Hard to believe now, but once you could count the number of films released at Christmas on one hand. Not just the films released on or around Christmas Day, but the wide-release films that came out weeks in advance.
If you were looking for a new movie in December 1976, for instance, you had a choice between Silver Streak, The Pink Panther Strikes Again, King Kong and A Star Is Born. That was your lot, unless you really wanted to take a chance and sit through The Shaggy D.A.
For some of us, Christmas has always held more promise than the summer movie-going season. Peter Jackson’s Lord Of The Rings movies came out at Christmas, as did Richard Donner’s Superman, and those are the types of movies that fit the season: epic fantasy tales that effortlessly whisk us away from the drudgery of Christmas shopping and bad weather.
Every so often, however, a studio will take leave of its senses and release a massively inappropriate picture for audiences to enjoy in between bites of turkey. Scarface was released in December 1983 and it’s difficult to imagine a less seasonal film than one where a character is dismembered by a chainsaw….unless it’s Sudden Impact, which opened the same week.
Here are 10 movies it’s difficult to imagine viewers rushing off to see after tearing open their presents on Christmas morning.
Release Date: December 20 1996
Wes Craven’s landmark slasher is a fine (and dandy) movie to release at Halloween, but why on Earth would you let it out at Christmas?
That season’s big films included One Fine Day (with George Clooney) and Michael (with John Travolta) so Dimension felt that “the kids” had nothing to watch and would line up to see a smart and funny horror movie.
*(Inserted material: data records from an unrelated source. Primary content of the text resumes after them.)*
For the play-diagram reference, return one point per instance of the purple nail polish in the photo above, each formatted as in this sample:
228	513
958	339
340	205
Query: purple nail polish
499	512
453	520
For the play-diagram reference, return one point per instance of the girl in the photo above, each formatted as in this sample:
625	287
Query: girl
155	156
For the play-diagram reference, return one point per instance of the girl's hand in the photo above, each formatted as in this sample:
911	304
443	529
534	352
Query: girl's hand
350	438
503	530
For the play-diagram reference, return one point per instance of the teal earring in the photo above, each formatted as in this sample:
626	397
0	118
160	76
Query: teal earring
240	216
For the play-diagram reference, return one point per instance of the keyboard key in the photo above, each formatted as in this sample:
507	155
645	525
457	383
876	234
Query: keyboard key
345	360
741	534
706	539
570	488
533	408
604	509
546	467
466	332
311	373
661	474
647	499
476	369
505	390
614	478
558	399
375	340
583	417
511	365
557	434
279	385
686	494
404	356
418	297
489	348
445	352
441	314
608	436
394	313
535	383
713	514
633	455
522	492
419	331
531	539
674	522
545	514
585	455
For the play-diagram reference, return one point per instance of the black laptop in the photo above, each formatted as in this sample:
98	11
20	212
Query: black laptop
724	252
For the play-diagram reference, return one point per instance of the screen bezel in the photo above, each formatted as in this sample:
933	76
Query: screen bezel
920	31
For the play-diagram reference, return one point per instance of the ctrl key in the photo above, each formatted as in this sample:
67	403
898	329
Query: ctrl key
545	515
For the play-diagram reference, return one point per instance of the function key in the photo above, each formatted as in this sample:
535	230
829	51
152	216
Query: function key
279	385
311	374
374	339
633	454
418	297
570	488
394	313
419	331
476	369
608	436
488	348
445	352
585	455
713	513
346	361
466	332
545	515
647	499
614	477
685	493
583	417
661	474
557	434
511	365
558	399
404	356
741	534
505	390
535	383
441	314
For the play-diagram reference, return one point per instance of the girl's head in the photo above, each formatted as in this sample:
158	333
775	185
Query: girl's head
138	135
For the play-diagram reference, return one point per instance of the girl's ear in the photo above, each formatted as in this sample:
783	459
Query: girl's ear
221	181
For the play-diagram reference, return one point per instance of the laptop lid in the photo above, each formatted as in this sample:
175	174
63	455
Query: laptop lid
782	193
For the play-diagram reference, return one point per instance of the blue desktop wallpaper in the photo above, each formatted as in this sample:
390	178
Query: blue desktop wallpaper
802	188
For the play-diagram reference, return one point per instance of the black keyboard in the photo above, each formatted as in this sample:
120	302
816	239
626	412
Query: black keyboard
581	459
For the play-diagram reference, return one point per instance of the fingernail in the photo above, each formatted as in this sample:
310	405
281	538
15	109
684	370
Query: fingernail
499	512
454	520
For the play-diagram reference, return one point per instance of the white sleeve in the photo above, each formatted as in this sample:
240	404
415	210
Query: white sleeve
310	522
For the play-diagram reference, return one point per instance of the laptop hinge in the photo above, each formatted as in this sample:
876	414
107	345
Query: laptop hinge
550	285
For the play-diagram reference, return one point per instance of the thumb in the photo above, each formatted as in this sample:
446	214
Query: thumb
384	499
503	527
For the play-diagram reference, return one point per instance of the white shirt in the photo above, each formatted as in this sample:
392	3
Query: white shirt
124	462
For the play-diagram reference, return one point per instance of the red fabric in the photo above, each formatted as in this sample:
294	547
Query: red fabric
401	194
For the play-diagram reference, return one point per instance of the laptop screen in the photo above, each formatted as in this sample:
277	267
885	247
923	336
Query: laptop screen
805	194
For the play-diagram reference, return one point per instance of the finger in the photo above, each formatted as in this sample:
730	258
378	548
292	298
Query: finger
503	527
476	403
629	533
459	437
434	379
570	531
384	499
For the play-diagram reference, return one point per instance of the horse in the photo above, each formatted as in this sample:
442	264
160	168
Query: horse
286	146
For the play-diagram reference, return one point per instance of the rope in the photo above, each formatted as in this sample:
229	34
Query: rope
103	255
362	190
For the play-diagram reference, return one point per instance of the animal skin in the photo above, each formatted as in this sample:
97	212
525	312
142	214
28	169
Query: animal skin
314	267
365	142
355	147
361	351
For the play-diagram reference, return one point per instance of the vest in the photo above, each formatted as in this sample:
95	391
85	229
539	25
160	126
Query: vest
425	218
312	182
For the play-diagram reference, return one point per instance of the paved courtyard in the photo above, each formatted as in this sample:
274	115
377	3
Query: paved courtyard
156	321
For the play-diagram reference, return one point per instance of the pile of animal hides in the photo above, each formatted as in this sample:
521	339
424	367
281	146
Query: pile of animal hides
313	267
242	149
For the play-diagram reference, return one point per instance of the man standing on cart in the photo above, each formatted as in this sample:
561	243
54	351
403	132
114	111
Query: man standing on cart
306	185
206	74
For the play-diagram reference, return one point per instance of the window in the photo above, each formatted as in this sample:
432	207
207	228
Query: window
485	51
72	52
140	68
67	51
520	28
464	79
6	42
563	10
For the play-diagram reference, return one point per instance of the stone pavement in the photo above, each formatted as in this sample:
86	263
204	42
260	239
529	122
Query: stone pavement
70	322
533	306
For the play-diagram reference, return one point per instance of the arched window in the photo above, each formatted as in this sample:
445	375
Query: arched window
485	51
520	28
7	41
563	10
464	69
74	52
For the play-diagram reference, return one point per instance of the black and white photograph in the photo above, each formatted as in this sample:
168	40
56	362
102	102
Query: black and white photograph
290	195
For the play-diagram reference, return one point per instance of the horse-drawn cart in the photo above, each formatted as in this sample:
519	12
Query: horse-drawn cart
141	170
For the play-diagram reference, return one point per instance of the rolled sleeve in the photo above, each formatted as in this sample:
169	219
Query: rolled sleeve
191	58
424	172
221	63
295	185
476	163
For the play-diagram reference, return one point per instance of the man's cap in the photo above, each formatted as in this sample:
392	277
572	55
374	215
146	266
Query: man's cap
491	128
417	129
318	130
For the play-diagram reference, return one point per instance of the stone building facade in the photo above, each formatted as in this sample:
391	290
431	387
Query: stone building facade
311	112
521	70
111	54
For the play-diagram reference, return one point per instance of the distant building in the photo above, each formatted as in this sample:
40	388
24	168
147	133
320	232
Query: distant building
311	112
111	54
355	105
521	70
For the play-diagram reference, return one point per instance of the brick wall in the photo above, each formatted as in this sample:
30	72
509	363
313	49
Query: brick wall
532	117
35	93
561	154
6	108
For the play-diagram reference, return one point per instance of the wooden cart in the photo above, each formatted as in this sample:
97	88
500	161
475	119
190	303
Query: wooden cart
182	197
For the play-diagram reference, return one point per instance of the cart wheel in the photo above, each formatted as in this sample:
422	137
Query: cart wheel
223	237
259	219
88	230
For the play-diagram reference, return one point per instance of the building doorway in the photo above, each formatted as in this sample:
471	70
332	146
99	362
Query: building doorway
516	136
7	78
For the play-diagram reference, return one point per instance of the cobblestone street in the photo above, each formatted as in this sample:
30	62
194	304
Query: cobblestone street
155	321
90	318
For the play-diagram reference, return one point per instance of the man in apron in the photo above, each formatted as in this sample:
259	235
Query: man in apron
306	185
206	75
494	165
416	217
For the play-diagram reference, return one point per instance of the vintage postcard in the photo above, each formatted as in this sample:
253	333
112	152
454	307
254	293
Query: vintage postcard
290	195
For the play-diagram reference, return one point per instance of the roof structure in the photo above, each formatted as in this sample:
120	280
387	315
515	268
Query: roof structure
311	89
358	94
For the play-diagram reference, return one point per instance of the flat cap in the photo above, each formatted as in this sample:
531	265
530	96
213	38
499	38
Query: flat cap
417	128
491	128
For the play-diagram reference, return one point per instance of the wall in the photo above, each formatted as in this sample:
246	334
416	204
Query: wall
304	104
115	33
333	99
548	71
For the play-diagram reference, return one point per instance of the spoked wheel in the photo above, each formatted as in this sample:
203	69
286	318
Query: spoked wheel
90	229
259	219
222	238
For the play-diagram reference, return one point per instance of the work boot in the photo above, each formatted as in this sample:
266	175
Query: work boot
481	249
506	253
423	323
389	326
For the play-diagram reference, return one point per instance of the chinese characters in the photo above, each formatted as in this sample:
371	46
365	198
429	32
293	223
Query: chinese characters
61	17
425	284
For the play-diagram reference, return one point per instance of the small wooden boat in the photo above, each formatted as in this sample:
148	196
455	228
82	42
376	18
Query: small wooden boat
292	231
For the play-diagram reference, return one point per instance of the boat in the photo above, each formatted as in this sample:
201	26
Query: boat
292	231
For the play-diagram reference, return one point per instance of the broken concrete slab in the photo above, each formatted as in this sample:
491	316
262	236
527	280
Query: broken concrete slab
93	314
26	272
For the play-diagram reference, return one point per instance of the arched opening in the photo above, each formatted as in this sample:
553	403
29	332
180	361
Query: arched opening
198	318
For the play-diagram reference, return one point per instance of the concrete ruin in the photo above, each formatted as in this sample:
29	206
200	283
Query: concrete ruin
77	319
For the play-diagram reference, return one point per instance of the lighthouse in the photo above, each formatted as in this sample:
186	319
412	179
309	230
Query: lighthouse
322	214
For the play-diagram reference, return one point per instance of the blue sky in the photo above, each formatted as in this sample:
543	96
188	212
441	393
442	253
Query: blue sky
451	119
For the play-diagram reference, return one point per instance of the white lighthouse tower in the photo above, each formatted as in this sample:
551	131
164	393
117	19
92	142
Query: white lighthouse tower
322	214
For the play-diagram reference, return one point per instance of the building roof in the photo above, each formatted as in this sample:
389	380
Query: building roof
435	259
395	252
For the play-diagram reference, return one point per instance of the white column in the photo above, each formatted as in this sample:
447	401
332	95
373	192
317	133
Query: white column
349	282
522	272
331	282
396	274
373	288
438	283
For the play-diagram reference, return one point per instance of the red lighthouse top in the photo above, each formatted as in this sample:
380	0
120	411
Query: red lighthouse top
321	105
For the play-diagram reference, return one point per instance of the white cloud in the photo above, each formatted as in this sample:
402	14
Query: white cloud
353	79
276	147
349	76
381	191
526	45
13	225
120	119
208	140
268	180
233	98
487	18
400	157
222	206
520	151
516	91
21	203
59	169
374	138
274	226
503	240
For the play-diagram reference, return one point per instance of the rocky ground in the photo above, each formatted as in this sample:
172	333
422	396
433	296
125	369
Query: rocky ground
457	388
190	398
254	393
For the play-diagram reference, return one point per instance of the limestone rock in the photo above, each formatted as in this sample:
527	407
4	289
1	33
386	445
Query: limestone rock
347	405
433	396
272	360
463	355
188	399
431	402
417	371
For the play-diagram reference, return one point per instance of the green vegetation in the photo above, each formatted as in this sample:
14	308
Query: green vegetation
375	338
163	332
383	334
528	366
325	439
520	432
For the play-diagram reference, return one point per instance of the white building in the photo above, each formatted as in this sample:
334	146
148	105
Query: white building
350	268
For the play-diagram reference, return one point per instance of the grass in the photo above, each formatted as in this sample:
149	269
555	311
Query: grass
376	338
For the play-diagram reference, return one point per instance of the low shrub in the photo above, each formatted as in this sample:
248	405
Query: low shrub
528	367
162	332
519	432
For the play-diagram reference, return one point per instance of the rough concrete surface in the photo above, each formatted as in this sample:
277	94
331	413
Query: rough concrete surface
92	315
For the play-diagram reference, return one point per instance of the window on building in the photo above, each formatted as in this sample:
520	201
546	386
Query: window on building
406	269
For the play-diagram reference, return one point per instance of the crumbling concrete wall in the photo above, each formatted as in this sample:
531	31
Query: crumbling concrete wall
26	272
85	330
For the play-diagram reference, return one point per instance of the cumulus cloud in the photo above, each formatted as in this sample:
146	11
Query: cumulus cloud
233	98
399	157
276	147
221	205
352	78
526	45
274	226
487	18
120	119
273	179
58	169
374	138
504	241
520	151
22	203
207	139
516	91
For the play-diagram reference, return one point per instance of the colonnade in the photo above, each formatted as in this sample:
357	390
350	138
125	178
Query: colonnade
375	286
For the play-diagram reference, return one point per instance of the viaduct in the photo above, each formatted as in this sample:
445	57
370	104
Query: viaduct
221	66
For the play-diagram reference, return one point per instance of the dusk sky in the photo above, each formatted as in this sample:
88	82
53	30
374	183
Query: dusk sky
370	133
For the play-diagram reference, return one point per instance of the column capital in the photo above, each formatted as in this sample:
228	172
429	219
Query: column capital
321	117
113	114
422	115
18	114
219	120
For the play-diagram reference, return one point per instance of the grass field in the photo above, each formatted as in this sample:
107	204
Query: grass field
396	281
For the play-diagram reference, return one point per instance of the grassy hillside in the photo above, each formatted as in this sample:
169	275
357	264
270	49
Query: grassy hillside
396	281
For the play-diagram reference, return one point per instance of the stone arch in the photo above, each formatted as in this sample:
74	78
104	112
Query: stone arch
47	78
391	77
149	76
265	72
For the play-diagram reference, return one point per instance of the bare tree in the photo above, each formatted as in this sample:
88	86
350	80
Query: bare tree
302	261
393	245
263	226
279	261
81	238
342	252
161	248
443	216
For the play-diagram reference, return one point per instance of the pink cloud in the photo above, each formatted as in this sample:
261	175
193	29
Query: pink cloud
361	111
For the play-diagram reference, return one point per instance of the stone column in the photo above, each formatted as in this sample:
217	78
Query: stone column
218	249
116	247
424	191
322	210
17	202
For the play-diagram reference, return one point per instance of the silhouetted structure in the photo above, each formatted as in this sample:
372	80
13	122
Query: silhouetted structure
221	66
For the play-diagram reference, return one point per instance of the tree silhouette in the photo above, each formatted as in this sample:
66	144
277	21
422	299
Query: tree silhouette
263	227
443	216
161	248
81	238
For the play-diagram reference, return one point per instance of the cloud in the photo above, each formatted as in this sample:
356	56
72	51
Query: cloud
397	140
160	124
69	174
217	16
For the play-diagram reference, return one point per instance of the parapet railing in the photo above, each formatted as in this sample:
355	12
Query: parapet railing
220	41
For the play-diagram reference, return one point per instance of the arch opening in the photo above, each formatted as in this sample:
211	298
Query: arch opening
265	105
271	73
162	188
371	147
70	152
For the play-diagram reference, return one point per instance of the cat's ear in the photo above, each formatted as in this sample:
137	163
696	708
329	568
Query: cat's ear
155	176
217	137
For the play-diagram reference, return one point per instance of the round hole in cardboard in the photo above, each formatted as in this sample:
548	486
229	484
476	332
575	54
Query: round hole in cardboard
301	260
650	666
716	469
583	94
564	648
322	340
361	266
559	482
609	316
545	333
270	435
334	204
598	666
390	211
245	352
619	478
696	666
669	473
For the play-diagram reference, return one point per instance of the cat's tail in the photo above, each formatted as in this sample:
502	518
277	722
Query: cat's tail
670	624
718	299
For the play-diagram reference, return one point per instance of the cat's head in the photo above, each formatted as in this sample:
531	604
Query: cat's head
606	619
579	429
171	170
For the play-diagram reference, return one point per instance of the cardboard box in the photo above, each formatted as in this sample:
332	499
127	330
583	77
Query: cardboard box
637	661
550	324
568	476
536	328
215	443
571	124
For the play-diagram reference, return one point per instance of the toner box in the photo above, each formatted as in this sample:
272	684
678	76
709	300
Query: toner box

They were right: Scream went on to gross $103 million in the US, becoming Dimension’s signature horror film in the process.
With Craven at the helm and a handful of good actors, Scream stands out from the dregs of 90s horror (Prom Night 4: Deliver Us From Evil, anyone?) and deserved all of its massive success, even though its legacy amounted to little more than three forgettable sequels and an endless succession of tawdry knock-offs (Urban Legend, I Know What You Did Last Summer). The genre’s due for another reinvention, so if you’re an aspiring horror filmmaker, you know what to do.